Rispetto ad una carriera e un percorso di crescita a loro interessa di più e  poco tempo (in un solo anno, ad esempio) raggiungere tutti i risultati; collocati in un ambiente aziendale e così impostati, non miglioreranno la loro fiducia in se stessi, non impareranno a cooperare con capacità, e tutto questo non li aiuterà a superare le sfide di un mondo digitale e a trovare più equilibrio e quindi ad imparare a superare il bisogno di gratificazione immediata. Non conosceranno la gioia di un percorso in fondo al quale troveranno soddisfazione, quando si lavora duro su qualcosa per un lungo periodo e non in un mese o in un solo anno.

Purtroppo, penseranno che la colpa sia loro peggiorando tutto.

Io sono qui e spero Voi con me ora e nel tempo: non è colpa loro!

C’è una totale mancanza di leadership positiva, è questo che li fa sentire cosi, non è colpa loro e mi spiace dirlo ma è responsabilità del mondo adulto, delle aziende, della Società di cui noi adulti siamo i rappresentanti; non abbiamo molte possibilità per risolvere tutto questo, sarebbe stato meglio dire che i genitori e la società avrebbero potuto fare meglio, ma non è accaduto e non accade.

Siamo noi che li abbiamo portati fin qui e ora dobbiamo risolvere il problema.

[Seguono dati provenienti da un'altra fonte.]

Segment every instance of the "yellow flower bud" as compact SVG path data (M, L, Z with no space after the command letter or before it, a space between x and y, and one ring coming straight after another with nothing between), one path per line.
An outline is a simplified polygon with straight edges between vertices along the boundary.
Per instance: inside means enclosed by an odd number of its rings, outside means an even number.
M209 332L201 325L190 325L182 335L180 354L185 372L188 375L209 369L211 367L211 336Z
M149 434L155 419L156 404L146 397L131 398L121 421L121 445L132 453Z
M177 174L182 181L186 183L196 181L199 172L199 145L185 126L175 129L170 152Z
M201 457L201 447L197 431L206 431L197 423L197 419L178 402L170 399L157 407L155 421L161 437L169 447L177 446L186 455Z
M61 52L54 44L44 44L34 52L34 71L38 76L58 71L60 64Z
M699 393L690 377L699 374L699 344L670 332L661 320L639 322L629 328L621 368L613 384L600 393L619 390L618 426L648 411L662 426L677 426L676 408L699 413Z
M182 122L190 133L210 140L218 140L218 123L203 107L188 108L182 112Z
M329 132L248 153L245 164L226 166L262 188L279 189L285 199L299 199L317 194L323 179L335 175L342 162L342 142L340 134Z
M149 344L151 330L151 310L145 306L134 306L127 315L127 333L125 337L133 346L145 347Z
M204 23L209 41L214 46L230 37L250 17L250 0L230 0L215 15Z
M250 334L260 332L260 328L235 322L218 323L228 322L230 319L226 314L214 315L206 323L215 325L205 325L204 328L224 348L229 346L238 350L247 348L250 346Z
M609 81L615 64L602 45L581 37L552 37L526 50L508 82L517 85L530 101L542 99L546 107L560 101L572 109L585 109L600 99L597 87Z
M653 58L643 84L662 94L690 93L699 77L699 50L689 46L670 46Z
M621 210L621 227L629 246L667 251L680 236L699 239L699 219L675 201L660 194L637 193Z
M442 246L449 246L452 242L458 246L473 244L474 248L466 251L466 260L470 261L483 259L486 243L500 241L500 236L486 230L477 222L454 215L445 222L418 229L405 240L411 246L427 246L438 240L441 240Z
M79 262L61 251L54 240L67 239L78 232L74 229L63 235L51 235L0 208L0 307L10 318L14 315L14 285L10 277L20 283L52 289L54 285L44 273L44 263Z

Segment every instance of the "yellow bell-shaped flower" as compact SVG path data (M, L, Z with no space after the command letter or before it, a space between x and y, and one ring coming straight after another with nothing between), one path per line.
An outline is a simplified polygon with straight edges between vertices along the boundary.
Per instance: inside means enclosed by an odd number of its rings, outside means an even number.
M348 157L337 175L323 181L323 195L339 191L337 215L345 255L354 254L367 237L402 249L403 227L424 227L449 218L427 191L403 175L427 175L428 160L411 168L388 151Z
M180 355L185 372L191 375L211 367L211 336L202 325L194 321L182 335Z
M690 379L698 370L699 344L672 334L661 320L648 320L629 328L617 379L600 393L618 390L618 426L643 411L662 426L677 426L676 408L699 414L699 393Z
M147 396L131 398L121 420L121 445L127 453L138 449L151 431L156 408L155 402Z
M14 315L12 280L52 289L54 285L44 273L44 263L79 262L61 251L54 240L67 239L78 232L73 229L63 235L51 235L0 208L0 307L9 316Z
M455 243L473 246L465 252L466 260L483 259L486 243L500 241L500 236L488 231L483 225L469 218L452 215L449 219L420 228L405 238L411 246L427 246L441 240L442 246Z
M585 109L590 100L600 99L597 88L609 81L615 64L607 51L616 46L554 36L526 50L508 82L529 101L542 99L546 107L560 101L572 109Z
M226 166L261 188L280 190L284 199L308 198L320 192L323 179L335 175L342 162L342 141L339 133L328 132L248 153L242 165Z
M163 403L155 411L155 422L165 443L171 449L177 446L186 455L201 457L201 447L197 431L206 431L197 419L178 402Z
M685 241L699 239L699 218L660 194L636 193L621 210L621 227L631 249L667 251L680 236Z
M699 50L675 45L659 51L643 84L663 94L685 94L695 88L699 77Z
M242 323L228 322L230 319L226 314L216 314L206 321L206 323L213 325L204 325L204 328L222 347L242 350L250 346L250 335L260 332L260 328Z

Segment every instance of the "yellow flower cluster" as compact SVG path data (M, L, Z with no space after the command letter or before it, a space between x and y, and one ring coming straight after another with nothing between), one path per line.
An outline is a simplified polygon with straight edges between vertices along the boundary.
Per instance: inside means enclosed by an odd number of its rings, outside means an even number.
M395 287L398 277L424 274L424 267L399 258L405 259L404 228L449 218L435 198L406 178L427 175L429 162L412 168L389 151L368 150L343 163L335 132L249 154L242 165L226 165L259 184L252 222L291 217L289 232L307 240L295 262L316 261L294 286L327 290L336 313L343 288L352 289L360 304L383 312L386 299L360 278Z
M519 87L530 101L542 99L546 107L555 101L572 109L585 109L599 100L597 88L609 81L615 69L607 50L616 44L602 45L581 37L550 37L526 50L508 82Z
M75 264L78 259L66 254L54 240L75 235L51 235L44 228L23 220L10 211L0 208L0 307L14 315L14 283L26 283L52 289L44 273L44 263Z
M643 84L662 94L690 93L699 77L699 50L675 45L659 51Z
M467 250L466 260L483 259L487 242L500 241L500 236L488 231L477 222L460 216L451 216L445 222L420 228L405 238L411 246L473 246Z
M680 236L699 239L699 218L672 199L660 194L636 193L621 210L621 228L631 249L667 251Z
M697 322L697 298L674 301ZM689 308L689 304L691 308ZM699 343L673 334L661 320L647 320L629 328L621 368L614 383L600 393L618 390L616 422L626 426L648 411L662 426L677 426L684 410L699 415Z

Dobbiamo impegnarci di più per capire in che modo aiutarli.

Costruire la loro sicurezza, autostima, consegnare loro “il libretto delle istruzioni” per far capire loro il senso del lavoro, di cooperazione, nelle riunioni e nei rapporti in cui prevale il rapporto umano, non gli smartphone, ma interessarsi al dialogo, a parlare con gli altri del più e del meno. Instaurare relazioni umane, rendersi disponibile verso gli altri (benedetta Educazione civica, che non si insegna più nella scuola!! Questo è un mio cruccio) cosi si crea la fiducia in un percorso lento e costante, quindi abbiamo il dovere di creare contesti nei quali una scintilla accende una luce e segna un percorso e un traguardo.

 

 Dobbiamo aiutare questa fantastica generazione di idealisti, sognatori, intelligenti, agevolare nel maneggiare le abilità sociali, facilitare il giusto bilanciamento tra tecnologia e relazioni sociali umane.